Spanning the Snake River in Twin Falls, ID., the Perrine Bridge is the ONLY location in America where base jumpers are allowed to take flight every day. They arrive from all over the world. We parked in their Visitor's Center free for one night and watched about 15 jumpers refill their adrenaline. Yup, 486 feet straight down, about 483 feet too many for me--heck, I get nervous stepping onto my 3rd step of my RV.

Our little Canon camera did a fairly good job of capturing several jumps. We originally thought this was a female jumper that was with a group, but it was a male showing his feminine side all decked out in his hot pink parachute. A pair of pink leotards would have really brought it together--you know, that "matchy-matchy' thing. But who am I to question when you can strike the target like he does.

Update: Well, the Google+Blogger marriage has failed me. So you won't get to see Pink Male Chutist-Tutu defy death. Our video would not load, probably due to our campground Wi-Fi. Let me just put it this way, if there was a 3-way race between a dinosaur, a tortoise and RV park wi-fi, the wi-fi would win bronze. So,  here is a link to a YouTube video. Let me guess, now you are going to think we were actually never there. You pay for the polygraph.
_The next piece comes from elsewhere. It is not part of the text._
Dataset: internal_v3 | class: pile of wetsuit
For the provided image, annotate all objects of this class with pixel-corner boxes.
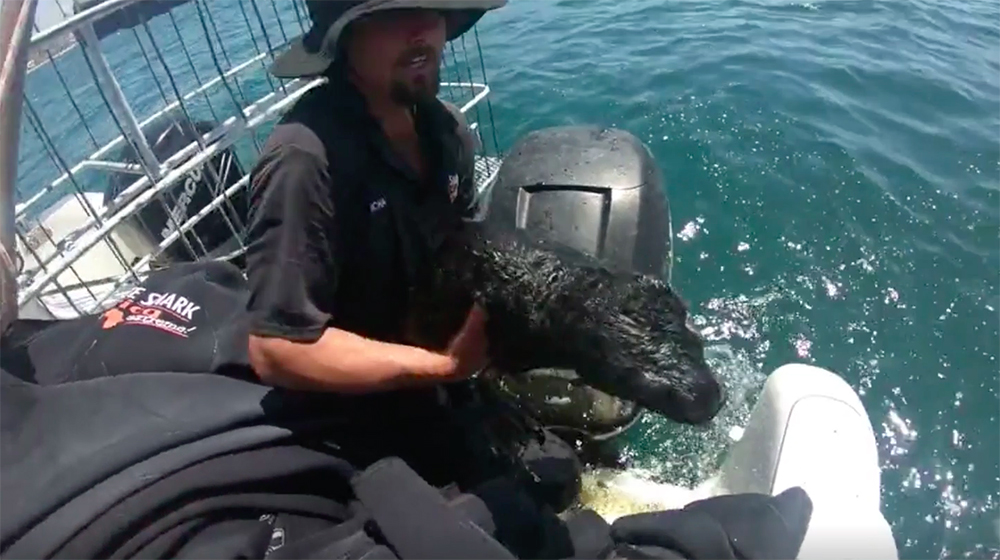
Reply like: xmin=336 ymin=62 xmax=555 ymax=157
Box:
xmin=0 ymin=263 xmax=811 ymax=559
And this is what it looks like when you miss the target. Wait, what is this, the first dude in a pink chute and this one flying a rainbow--maybe we were at the Golden Gate bridge. I digress.

Update: While I digress, uploading the video regressed. Trust me, the rainbow feller survived, missed the target by 100 feet and skimmed some brush. I am sure a more brilliant mind than mine (not a big leap) will appear and guide me thru my video loading obstacles.

When you get good, you can do a full gainer before releasing your cord. You can go here for a short 30 second video. Funny enough, most of these rush junkies were wearing helmets. Guess in the event of any parachute failure, they just want to make sure their brain remains intact.  And because I am here to quench your blood thirst keep you highly informed, I did some research on that Gurgle search engine thingy on the Intraweb. In its history, looks like 14 suicides and 3 accidental deaths. I chose not to become a statistic. Fun to watch, but like skydiving, did not make the Bucket List. Besides, Teri's not checked out to drive the big rig.

Obligatory signage for the despondent at the outset of the bridge. Oh wait, maybe that's the phone number to the White House. You know--hope, change, failed, bridge, jump--I really do need some meds as my digression really has been flaring up.

Our final night was spent in Declo, ID., population I think was "Don't Blink". It had a very nice campground--in the trees. Folks, trees and RV parks aren't as common as you would think, almost like there are City ordinances that ban shade. This was a full stop, all amenities RV park--fuel, rest, pool, homemade pizza from the grill delivered to your door step, ice cream from the store and cappuccinos. I didn't even unhitch for the 2 days we stayed here. And we confirmed another "small world" story--one of only about 10 bloggers we follow who hail from NJ was camped 100 feet from us--their great blog is here. Great meeting Debbie and Scott!

As the sun says goodbye to the Snake River Valley, we say adios, as well, to the state of Idaho. The state nickname is the Gem State, and that it was.

After traveling east for the past 600 miles, today we point our rig to the south, so I can work on my left arm's farmer's tan. Heading to Ogden, UT, for a couple of days, rumors of some sort of large body of water nearby abound.

Thanks for following us on this journey, now at day number 58.